= San Francisco Maritime National Park Association =

US non-profit organization

The San Francisco Maritime National Park Association was founded in 1950 as the San Francisco Maritime Museum Association to operate the then independent Maritime Museum. In 1978 the Maritime Museum was transferred to the National Park Service and now forms the core of the San Francisco Maritime National Historical Park.

In 2016, the San Francisco Maritime National Park Association acquired the Allen Knight collection. The collection encompassed artifacts from fifty-seven sunken or disassembled vessels, 9,000 ship photographs, a comprehensive research library, 250 log books, and 30 ship models. Certain segments of his assemblage could be compared to the reserves of institutions such as the Library of Congress or the Admiralty Office in London.

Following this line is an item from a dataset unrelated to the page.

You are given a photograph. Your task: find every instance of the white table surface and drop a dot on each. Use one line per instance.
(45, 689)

The group develops educational programs for the San Francisco Maritime National Historical Park, cooperating with the National Park Service as a non-profit partner. It also preserves, maintains, and documents the World War II submarine , independently of the National Historical Park. The association acquired the submarine in 1976 and opened it to the public in 1982. It is currently attempting to restore the vessel to its state in 1945. The sub is currently moored at Pier 45 in San Francisco's Fisherman's Wharf area.

In 2025, a documentary commissioned by the organization was released about the history of the Aquatic Park Bathhouse.